Teamwork: The product backlog is one of the most important artifacts used in Scrum, it documents the stakeholders’ product vision. A good practice is to fill in the product backlog together with stakeholders. Invite stakeholders to some Scrum meetings. Team may receive valuable feedback about the deliverables and collaboration efforts. If the team is already formed and working on some project from long time, then it would not be the good idea to break existing team. For the better result there should be good bonding within team, that can be increased by team building events and different team building games. Teamwork is little hard when working with remote teams but by setting some guidelines it can go smoothly.

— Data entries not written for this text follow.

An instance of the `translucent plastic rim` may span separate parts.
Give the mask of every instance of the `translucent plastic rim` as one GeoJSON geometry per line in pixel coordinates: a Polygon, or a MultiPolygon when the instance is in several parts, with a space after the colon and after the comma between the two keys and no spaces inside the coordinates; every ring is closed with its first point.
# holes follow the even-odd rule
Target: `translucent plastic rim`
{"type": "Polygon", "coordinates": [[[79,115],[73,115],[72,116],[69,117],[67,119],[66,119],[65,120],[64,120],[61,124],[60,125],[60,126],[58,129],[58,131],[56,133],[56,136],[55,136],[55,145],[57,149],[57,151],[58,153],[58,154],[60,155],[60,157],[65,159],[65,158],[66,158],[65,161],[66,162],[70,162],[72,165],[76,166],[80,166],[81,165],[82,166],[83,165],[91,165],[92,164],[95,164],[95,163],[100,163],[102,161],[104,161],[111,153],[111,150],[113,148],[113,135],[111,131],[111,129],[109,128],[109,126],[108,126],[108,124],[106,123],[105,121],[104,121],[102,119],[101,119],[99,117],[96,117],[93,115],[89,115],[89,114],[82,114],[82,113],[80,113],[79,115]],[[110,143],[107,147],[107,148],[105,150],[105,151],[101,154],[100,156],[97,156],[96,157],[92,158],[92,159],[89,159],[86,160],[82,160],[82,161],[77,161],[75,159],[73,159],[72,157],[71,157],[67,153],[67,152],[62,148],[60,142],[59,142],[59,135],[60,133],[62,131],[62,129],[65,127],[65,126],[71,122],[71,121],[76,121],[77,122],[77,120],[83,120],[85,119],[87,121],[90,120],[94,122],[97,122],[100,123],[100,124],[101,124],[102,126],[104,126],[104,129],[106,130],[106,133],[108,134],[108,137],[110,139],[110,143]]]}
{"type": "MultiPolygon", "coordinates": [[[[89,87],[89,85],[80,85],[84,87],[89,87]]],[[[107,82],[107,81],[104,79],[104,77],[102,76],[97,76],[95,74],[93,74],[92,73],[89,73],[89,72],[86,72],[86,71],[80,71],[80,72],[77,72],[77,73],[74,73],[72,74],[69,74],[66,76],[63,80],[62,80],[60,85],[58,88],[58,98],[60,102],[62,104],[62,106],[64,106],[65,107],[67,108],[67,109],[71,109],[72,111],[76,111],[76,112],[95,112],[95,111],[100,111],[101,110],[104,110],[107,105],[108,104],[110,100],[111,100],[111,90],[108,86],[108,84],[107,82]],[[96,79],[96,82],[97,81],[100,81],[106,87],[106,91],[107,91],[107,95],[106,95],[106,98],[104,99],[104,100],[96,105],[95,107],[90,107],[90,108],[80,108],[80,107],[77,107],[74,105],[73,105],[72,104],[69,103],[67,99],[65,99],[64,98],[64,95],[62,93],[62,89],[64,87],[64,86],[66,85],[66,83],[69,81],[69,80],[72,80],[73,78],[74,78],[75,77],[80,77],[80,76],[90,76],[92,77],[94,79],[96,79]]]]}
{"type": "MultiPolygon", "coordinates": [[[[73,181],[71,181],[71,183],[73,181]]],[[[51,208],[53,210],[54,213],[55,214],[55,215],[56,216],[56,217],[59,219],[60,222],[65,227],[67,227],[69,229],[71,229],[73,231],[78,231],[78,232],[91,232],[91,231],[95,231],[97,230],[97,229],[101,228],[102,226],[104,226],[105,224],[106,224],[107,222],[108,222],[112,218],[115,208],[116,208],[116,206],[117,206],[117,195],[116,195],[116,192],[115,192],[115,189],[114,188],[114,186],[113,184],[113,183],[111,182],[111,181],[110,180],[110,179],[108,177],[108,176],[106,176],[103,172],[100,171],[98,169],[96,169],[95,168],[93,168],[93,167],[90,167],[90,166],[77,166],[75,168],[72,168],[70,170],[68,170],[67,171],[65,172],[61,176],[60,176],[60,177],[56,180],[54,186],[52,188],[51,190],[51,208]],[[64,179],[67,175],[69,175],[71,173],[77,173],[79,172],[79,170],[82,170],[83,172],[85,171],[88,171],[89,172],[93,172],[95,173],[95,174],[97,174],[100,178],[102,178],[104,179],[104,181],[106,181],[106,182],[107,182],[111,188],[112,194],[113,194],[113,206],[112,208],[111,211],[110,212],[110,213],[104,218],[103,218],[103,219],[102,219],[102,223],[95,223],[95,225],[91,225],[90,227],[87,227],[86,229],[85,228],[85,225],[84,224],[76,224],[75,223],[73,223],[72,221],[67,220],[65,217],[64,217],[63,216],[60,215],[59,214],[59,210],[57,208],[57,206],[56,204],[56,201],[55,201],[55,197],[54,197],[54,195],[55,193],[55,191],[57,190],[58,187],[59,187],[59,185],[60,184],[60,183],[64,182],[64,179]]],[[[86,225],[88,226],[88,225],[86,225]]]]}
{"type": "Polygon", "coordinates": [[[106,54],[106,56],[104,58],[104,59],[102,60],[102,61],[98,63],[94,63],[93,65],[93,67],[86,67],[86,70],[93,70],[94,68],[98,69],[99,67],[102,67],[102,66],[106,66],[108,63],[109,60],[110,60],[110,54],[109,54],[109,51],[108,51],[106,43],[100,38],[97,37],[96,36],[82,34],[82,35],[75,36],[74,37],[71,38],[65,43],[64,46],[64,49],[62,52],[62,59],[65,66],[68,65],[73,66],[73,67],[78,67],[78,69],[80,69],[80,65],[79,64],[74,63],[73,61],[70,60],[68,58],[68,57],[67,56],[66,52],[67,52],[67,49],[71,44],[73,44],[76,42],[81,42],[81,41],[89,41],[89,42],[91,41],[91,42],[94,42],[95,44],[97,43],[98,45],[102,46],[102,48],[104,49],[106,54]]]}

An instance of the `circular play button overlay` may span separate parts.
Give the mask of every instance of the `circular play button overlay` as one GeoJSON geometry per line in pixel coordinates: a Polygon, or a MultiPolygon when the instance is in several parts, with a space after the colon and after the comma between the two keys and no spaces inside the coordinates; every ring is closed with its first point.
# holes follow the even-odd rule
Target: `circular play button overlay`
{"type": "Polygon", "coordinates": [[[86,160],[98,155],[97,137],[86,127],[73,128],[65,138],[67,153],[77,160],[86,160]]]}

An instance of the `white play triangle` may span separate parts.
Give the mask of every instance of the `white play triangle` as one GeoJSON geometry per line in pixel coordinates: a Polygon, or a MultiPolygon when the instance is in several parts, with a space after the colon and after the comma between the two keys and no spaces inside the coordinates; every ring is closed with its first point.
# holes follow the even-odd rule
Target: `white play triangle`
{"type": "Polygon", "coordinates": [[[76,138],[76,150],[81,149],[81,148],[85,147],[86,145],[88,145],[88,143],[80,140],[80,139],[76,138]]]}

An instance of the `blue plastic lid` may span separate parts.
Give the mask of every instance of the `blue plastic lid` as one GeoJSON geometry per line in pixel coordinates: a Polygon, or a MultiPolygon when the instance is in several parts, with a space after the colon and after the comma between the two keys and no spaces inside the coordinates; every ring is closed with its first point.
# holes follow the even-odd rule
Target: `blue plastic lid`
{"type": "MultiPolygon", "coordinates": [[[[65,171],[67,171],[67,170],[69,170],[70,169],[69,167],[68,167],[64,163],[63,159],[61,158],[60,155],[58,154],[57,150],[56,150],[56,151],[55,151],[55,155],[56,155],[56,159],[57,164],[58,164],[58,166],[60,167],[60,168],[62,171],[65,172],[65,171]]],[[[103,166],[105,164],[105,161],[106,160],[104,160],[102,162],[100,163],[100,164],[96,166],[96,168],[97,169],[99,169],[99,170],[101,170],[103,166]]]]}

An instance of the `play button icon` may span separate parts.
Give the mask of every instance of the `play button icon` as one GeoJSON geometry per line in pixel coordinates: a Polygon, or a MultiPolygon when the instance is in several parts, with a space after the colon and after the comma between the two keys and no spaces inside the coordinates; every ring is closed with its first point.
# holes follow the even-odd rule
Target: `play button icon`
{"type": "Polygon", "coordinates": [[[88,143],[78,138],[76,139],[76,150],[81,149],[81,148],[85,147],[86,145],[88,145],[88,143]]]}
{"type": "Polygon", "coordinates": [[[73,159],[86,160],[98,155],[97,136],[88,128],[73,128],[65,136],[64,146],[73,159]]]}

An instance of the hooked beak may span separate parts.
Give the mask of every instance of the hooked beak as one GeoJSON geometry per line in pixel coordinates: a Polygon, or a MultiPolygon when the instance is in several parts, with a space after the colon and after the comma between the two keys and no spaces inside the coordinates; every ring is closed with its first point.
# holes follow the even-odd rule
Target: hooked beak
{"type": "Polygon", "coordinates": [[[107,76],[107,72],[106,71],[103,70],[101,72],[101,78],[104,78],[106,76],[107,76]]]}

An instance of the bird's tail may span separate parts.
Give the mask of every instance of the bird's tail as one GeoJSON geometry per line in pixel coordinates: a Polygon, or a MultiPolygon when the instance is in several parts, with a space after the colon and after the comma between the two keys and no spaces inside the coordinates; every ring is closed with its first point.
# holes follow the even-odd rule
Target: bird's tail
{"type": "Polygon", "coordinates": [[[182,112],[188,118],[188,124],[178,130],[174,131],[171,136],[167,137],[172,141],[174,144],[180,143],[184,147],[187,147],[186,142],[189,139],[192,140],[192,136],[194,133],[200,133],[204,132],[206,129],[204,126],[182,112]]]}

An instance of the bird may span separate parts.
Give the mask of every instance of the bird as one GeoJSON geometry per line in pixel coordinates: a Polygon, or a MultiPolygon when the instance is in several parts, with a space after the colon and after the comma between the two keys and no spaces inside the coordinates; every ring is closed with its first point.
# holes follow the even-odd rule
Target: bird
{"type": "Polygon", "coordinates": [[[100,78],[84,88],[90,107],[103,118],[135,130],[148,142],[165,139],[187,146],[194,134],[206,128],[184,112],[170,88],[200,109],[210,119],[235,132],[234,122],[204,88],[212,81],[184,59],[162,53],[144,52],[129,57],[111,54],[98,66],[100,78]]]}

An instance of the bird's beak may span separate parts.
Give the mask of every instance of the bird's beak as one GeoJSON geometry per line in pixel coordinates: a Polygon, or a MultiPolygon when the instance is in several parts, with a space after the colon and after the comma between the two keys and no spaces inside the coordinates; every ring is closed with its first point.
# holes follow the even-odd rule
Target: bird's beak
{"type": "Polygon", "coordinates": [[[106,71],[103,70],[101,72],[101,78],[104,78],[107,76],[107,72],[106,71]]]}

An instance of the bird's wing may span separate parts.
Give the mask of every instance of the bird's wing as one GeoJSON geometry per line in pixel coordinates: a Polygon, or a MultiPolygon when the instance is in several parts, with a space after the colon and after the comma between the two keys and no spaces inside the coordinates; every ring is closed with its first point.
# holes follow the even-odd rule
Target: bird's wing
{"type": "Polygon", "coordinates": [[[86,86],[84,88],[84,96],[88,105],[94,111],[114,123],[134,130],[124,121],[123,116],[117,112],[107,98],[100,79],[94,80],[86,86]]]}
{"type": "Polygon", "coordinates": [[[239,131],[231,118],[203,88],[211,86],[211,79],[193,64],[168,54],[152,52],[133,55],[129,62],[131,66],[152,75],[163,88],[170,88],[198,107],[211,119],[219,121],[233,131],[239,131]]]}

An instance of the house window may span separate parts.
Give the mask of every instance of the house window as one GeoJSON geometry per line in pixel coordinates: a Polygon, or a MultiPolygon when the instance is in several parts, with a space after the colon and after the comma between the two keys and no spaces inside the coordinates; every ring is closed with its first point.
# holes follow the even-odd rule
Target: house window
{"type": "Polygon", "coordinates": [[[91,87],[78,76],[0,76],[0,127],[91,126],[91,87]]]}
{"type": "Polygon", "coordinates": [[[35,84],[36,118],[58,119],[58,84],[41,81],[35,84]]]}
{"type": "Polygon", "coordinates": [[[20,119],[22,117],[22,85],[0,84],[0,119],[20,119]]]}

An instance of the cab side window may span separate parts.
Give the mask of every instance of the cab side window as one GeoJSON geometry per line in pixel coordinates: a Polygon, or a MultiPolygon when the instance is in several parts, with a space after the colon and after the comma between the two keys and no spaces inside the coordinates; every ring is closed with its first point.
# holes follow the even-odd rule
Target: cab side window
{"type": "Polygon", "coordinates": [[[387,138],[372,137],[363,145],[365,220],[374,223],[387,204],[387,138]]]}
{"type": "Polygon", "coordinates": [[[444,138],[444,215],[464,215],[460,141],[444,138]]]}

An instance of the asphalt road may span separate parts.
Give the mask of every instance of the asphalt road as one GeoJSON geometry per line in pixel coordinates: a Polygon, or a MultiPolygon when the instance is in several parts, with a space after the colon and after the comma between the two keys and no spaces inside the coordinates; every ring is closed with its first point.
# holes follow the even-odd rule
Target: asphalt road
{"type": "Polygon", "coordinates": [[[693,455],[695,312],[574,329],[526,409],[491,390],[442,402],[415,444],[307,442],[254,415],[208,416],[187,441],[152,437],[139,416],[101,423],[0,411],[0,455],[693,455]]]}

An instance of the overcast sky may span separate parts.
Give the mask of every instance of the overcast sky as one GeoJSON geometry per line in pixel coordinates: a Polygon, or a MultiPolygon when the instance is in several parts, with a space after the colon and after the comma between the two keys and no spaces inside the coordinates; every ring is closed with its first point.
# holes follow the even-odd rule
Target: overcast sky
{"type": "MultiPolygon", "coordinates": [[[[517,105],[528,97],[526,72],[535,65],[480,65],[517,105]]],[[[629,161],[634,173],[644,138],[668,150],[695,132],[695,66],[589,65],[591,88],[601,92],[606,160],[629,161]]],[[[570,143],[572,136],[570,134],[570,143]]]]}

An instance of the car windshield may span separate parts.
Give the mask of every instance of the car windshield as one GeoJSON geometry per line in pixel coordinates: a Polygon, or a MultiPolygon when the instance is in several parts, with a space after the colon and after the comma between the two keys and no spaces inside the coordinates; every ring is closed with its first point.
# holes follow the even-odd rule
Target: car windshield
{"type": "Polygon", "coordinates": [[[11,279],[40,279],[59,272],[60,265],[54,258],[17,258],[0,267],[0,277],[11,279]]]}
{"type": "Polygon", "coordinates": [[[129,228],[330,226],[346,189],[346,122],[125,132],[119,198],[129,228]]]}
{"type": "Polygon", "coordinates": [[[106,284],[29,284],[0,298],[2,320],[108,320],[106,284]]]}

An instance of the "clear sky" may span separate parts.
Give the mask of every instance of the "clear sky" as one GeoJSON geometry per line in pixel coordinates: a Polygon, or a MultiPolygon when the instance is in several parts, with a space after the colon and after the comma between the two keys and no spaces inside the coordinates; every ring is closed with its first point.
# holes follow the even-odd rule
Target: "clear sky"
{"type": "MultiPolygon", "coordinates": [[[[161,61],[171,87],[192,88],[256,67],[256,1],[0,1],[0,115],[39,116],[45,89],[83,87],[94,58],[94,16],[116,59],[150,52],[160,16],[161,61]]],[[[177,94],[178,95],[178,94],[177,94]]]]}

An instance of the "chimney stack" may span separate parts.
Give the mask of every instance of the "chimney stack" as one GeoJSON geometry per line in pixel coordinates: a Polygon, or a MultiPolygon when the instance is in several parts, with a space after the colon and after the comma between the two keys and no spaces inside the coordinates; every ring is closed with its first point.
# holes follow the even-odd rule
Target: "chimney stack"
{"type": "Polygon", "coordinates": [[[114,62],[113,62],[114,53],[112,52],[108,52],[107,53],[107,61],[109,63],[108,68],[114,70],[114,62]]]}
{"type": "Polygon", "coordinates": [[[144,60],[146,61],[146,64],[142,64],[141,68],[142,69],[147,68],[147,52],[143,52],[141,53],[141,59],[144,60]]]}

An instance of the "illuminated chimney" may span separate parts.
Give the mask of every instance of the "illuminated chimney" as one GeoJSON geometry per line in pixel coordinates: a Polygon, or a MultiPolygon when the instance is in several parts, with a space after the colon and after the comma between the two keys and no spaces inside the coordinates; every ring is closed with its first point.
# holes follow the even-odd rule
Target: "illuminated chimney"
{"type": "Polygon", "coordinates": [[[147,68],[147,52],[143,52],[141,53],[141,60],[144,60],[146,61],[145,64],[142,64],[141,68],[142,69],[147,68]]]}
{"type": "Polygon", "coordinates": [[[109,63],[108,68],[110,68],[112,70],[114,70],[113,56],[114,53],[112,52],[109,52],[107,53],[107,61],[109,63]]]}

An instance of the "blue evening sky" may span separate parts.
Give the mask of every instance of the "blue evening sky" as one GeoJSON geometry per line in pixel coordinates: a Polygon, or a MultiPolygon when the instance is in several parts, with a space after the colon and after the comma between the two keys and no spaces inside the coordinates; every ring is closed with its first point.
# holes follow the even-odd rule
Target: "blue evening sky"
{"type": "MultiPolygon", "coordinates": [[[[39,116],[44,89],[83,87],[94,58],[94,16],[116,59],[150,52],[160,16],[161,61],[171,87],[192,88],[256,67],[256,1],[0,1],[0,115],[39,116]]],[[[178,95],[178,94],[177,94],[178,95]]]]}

Estimates: Estimate the product backlog items with product owner or in the presence of stakeholders. It reduces the chances of further conflicts and assumptions during estimation. Load enough items in each sprint during sprint planning so that team’s capacity fulfilled and define the sprint goal that team will be committed to achieve within the sprint. Team can use different techniques for sizing like planning pocker or any other cards. Sprint length is fixed and not supposed to extend or cut.
Managing Backlogs: First step for the product backlog management would be assigning each story unique identifier so that they can be handled. And always separate product backlog from the current i.e. sprint backlog. This will ensure the planning, efficiently estimate, and forecast sprints. And during the story creation visualize the RAID items like risk, dependencies to avoid the bottleneck during the active sprint. Visualize dependencies to track them properly in scrum board along with other status like In-Progress, Not-Started, Testing, Review, Accepted and Blockers.
Tracking: A good practice in Scrum is to visualize the sprint burndown chart to show the sprint progress. ‘Remaining time estimate’ or ‘Story point remaining’ vs. ‘Time’ chart is used to show the burndown. For the overall release prediction, burndown chart used as ‘story points’ vs. Time, the x-axis shows Time/Sprints, while y-axis describe how many stories must be completed before the final release. Optimistic and pessimistic completion date is predicted. Along with the burndown, velocity chart can be used to load each sprint based on historical value. Velocity is a measurement that considers how many stories are completed during each sprint compared to initial estimates. Velocity measurements are needed to better forecast team commitment
Scrum of Scrums: The scrum of scrums meeting is an important technique in scaling Scrum to large teams. If a Scrum team becomes too large, form more teams. The Scrum teams work with their own team and sprint backlogs and hold their own daily Scrum meetings. To keep everybody on the same page, a Scrum of Scrum meeting takes place between the teams. frequency of Scrum of Scrum meetings depends on business need however we are practicing SOS weekly. Agenda for SOS includes
- Sprint Progress – Team confident to complete the Sprint Goals?
- Sprint Impediments- Are there obstacles that stand in the way of the work of the team?
- PI Progress – Team confident to complete the PI Objectives?